Sunday, August 17, 2014

Final Summary

Summer of code has finally come to an end. I’ve managed to develop all the ideas in my original proposal, although their implementation drifted from what was planned at the beginning. The API remained essentially the same, but details in the execution were adjusted given previously unconsidered matters and new ideas that came along for improving the consistency, simplicity and user-friendliness of the interface.

One of these considerations was dropping backward support on non highly used features, when keeping their functionality would clutter and bloat the codebase. The most important implication of this resolve was that it released the design decisions of the API from several constraints, which improved the clarity and straightforwardness of the implementation. The list of dropped features can be seen in the description of the clean up pull request.

I think the major highlight of the cleanup process (and actually what the other changes revolve around) is the update of the Crawler class. We modified its dependencies by taking a required Spider class at initialization time, effectively linking each crawler to a single spider definition. Its functionality has been unified in two methods: its creation (with the already mentioned spider class and the configuration of its execution) that initializes all the components needed to start crawling, and the crawl method, that instantiates a spider object from the crawler’s spider class and sets the crawling engine in motion.

Since even this distinction is usually not necessary, a new class, CrawlerRunner, was introduced to deal with configuring and starting crawlers without user intervention. This class handles multiple crawler jobs and provides convenient helpers to control them.

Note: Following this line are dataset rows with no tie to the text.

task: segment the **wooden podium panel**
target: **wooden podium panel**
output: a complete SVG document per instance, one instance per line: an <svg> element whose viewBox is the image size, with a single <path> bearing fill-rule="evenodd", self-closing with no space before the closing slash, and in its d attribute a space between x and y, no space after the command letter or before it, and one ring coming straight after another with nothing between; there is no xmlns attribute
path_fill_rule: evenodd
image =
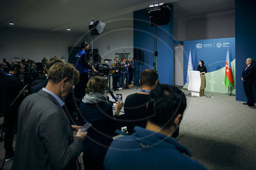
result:
<svg viewBox="0 0 256 170"><path fill-rule="evenodd" d="M201 86L200 96L204 95L204 90L205 88L205 75L200 74L201 77Z"/></svg>

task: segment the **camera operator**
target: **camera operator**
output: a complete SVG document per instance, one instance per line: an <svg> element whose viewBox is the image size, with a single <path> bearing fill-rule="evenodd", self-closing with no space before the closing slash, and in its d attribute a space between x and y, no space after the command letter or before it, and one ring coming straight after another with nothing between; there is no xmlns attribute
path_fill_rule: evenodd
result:
<svg viewBox="0 0 256 170"><path fill-rule="evenodd" d="M75 86L74 93L76 98L82 99L86 93L86 84L88 82L88 73L89 69L94 69L94 66L91 67L88 64L89 55L86 52L89 48L88 43L83 41L81 42L81 50L76 53L75 56L75 66L80 74L79 81L78 84Z"/></svg>
<svg viewBox="0 0 256 170"><path fill-rule="evenodd" d="M110 66L115 66L115 70L111 71L111 74L113 75L113 89L114 91L119 90L117 82L119 79L119 75L120 70L122 69L121 66L118 64L118 60L115 58L114 64L112 64Z"/></svg>
<svg viewBox="0 0 256 170"><path fill-rule="evenodd" d="M17 122L18 107L24 99L23 95L20 95L16 99L24 87L23 82L18 79L23 71L23 64L18 61L12 62L10 65L10 71L1 79L0 83L2 111L5 116L6 127L4 144L6 162L13 157L12 143L14 125ZM25 91L23 92L23 95L25 94Z"/></svg>

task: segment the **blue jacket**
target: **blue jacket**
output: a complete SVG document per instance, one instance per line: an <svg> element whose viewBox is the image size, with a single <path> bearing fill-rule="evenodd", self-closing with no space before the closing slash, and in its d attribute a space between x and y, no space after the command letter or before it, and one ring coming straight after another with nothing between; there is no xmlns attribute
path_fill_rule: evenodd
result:
<svg viewBox="0 0 256 170"><path fill-rule="evenodd" d="M190 156L187 149L168 136L139 127L134 131L112 142L104 162L106 170L206 169L185 155Z"/></svg>
<svg viewBox="0 0 256 170"><path fill-rule="evenodd" d="M83 50L81 50L76 54L75 57L75 67L76 69L79 71L80 74L88 73L89 71L89 69L86 67L86 65L84 63L84 59L82 59L82 57L86 57L87 56L87 54ZM87 59L86 59L85 60L86 61L86 62L88 61Z"/></svg>
<svg viewBox="0 0 256 170"><path fill-rule="evenodd" d="M123 64L122 64L122 66L125 66L125 64L126 64L124 62L123 62ZM127 65L127 66L123 67L123 68L122 69L122 72L123 72L123 74L125 74L128 71L129 67L129 66L128 66L128 65Z"/></svg>

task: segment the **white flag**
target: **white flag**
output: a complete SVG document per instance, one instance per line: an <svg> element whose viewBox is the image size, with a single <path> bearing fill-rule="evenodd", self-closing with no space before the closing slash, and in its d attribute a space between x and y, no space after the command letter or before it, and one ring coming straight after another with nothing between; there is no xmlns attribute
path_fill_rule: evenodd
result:
<svg viewBox="0 0 256 170"><path fill-rule="evenodd" d="M188 63L187 63L187 70L194 70L193 64L192 63L192 58L191 57L191 50L189 50L189 57L188 58ZM187 72L187 82L188 83L188 75Z"/></svg>

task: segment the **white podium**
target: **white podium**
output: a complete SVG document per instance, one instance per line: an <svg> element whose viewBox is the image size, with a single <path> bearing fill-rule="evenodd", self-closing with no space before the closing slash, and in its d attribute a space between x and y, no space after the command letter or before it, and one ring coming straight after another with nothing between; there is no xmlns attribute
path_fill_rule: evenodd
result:
<svg viewBox="0 0 256 170"><path fill-rule="evenodd" d="M200 74L199 71L193 70L187 71L187 75L189 79L187 89L191 91L191 95L202 96L205 88L205 76Z"/></svg>

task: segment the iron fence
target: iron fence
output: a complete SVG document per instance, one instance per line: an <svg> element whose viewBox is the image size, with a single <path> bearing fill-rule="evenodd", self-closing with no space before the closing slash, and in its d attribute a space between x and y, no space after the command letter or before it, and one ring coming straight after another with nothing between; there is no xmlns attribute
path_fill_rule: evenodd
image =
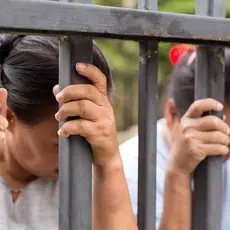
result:
<svg viewBox="0 0 230 230"><path fill-rule="evenodd" d="M153 230L158 42L197 44L195 98L213 97L223 102L224 47L230 44L230 20L224 18L224 0L196 0L196 15L157 12L157 0L139 0L138 5L139 9L125 9L92 5L91 0L1 0L0 32L60 37L61 88L89 83L76 78L73 66L76 62L92 62L92 37L140 43L139 152L142 154L139 155L138 224L140 230ZM59 156L59 229L90 230L90 147L78 136L60 139ZM221 229L221 168L220 157L209 157L195 172L194 230Z"/></svg>

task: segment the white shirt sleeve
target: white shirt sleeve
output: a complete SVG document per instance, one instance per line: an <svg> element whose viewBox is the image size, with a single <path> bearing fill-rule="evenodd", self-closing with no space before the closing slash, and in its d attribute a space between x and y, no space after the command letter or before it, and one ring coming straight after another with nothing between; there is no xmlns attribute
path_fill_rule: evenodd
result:
<svg viewBox="0 0 230 230"><path fill-rule="evenodd" d="M164 178L168 152L164 142L158 143L156 178L156 229L159 228L163 212ZM134 137L120 146L125 177L127 180L133 212L137 220L138 209L138 137Z"/></svg>

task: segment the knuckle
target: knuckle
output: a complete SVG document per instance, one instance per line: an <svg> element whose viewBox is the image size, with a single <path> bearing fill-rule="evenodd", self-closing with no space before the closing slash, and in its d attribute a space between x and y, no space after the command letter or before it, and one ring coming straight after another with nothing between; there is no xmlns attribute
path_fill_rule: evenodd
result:
<svg viewBox="0 0 230 230"><path fill-rule="evenodd" d="M95 87L93 85L88 85L86 88L86 93L89 95L95 94Z"/></svg>
<svg viewBox="0 0 230 230"><path fill-rule="evenodd" d="M84 117L86 113L87 102L85 100L79 101L79 116Z"/></svg>
<svg viewBox="0 0 230 230"><path fill-rule="evenodd" d="M217 129L219 127L219 125L220 125L219 118L217 118L215 116L210 116L209 119L210 119L210 122L212 122L214 128Z"/></svg>
<svg viewBox="0 0 230 230"><path fill-rule="evenodd" d="M189 121L187 119L181 119L180 128L182 133L186 133L186 131L190 128Z"/></svg>
<svg viewBox="0 0 230 230"><path fill-rule="evenodd" d="M62 91L62 97L63 97L63 101L69 101L71 99L71 95L69 92L69 88L66 88Z"/></svg>
<svg viewBox="0 0 230 230"><path fill-rule="evenodd" d="M201 145L197 145L193 148L193 158L197 161L202 161L207 157L206 151L201 147Z"/></svg>
<svg viewBox="0 0 230 230"><path fill-rule="evenodd" d="M112 132L113 122L110 119L105 119L101 122L98 122L97 128L99 133L104 137L109 137Z"/></svg>
<svg viewBox="0 0 230 230"><path fill-rule="evenodd" d="M221 148L220 148L220 152L221 152L223 155L228 154L228 153L229 153L229 148L228 148L228 146L222 145Z"/></svg>
<svg viewBox="0 0 230 230"><path fill-rule="evenodd" d="M192 135L192 133L191 133L191 132L185 133L185 134L184 134L184 140L185 140L185 142L188 143L188 144L191 143L192 140L193 140L193 135Z"/></svg>

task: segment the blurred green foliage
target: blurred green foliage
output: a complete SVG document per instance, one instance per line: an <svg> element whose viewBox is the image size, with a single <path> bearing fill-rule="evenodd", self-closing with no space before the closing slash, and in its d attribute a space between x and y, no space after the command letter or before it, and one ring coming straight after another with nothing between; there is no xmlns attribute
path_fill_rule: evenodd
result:
<svg viewBox="0 0 230 230"><path fill-rule="evenodd" d="M94 4L114 7L137 7L137 0L93 0ZM159 11L194 14L195 0L158 0ZM226 0L227 16L230 1ZM99 39L97 43L108 58L115 81L114 109L118 130L137 123L138 109L138 43L132 41ZM167 73L171 70L168 52L172 44L159 45L158 98L162 99ZM163 105L163 103L159 103ZM162 107L162 106L161 106ZM159 106L159 116L161 116Z"/></svg>

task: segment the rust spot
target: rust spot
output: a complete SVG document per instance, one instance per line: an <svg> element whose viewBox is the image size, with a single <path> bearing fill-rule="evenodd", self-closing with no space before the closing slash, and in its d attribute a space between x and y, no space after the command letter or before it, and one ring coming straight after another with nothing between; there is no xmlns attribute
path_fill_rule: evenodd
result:
<svg viewBox="0 0 230 230"><path fill-rule="evenodd" d="M156 53L156 51L153 52ZM153 52L151 50L148 50L144 56L140 56L139 62L142 65L146 64L146 62L152 57Z"/></svg>

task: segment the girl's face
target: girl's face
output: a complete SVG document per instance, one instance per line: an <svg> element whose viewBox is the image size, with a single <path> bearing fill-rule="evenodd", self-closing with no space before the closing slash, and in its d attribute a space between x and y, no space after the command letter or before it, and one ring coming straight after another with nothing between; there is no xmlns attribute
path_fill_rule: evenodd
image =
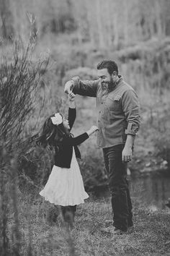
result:
<svg viewBox="0 0 170 256"><path fill-rule="evenodd" d="M68 121L65 117L63 117L63 124L66 130L68 130L70 129Z"/></svg>

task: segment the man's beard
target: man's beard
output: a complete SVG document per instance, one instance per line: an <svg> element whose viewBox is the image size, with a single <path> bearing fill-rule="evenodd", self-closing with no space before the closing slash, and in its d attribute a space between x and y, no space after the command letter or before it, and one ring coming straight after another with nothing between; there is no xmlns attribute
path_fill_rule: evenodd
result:
<svg viewBox="0 0 170 256"><path fill-rule="evenodd" d="M107 83L102 82L102 90L103 94L107 94L112 92L115 88L115 85L116 85L116 82L113 81L112 78L110 78L110 81L108 82Z"/></svg>

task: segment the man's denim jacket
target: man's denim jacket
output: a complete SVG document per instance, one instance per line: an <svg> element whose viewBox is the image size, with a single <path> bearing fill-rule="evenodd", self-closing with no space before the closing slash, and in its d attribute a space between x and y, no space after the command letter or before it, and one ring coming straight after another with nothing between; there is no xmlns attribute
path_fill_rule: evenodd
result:
<svg viewBox="0 0 170 256"><path fill-rule="evenodd" d="M122 76L119 76L114 90L104 95L99 80L82 81L79 77L72 80L75 94L97 98L99 127L97 144L99 148L124 144L127 135L135 135L140 126L139 101L135 90Z"/></svg>

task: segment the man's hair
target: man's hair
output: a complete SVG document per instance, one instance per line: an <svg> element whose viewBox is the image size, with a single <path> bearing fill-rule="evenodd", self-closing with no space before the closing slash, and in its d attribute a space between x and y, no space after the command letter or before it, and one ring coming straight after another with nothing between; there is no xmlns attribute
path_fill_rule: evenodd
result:
<svg viewBox="0 0 170 256"><path fill-rule="evenodd" d="M97 69L107 69L110 75L114 71L116 71L118 74L118 67L114 61L104 60L98 64L97 68Z"/></svg>

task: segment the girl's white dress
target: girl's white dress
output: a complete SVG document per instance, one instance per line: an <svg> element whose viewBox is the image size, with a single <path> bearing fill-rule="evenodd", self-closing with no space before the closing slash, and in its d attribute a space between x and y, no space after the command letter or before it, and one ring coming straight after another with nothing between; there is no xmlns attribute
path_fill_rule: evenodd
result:
<svg viewBox="0 0 170 256"><path fill-rule="evenodd" d="M67 168L53 166L48 182L40 195L45 200L63 206L79 205L89 197L84 190L74 149L71 167Z"/></svg>

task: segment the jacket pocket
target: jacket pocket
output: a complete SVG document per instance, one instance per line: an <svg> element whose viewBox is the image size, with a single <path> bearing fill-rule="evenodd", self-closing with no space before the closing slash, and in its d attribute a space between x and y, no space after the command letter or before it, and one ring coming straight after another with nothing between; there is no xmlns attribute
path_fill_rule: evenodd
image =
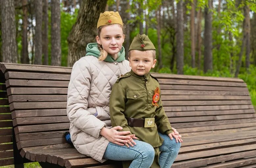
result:
<svg viewBox="0 0 256 168"><path fill-rule="evenodd" d="M145 96L143 89L129 90L126 91L126 98L136 100Z"/></svg>

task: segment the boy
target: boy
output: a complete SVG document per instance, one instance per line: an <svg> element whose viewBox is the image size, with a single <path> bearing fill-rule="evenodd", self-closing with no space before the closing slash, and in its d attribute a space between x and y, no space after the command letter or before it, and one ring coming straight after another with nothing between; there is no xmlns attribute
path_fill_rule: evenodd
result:
<svg viewBox="0 0 256 168"><path fill-rule="evenodd" d="M171 140L173 136L176 137L163 109L159 84L149 73L155 67L155 56L156 49L147 36L138 34L129 49L132 70L114 85L110 101L112 126L121 126L123 128L121 131L130 131L154 148L156 155L152 168L160 167L159 147L164 142L163 136L168 135ZM180 142L182 141L178 139ZM133 144L136 143L131 141L125 144L128 147L129 145L133 146ZM178 152L178 150L177 154ZM173 155L172 158L169 158L167 162L168 166L176 156Z"/></svg>

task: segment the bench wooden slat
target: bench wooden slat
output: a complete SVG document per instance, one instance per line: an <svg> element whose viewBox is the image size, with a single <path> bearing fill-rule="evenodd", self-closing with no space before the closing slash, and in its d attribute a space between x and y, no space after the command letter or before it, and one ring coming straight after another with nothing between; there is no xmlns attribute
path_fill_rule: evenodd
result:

This functionality was moved from an already implemented helper, CrawlerProcess, which was left in charge of Scrapy's execution details, such as Twisted’s reactor configuration and hooking system signals.

Finally, per-spider settings development didn’t diverge significantly from the proposal. Each spider has a custom_settings class attribute with settings that will be populated by the update_settings method. The latter was made available so users can override the default population behavior (By default, they are set with a custom ‘spider’ priority).

A full list of implemented features can be seen in the description of the API clean-up pull request, along with the Per-spider settings and first half’s Settings clean-up pull requests.

I had to learn a little bit of Twisted’s basics to know how concurrency is dealt within Scrapy, and I found the concept of deferreds (Core element for the application model of Twisted, inspired in the futures concept) quite intuitive and a great alternative for achieving concurrent executions in Python.

By exposing the deferreds returned by delayed routines and providing convenient single-purpose helpers we came up with a flexible interface.

For instance, a single spider inside a project can be ran his way:

from twisted.internet import reactor
from scrapy.crawler import CrawlerRunner
from scrapy.utils.project import get_project_settings

runner = CrawlerRunner(get_project_settings())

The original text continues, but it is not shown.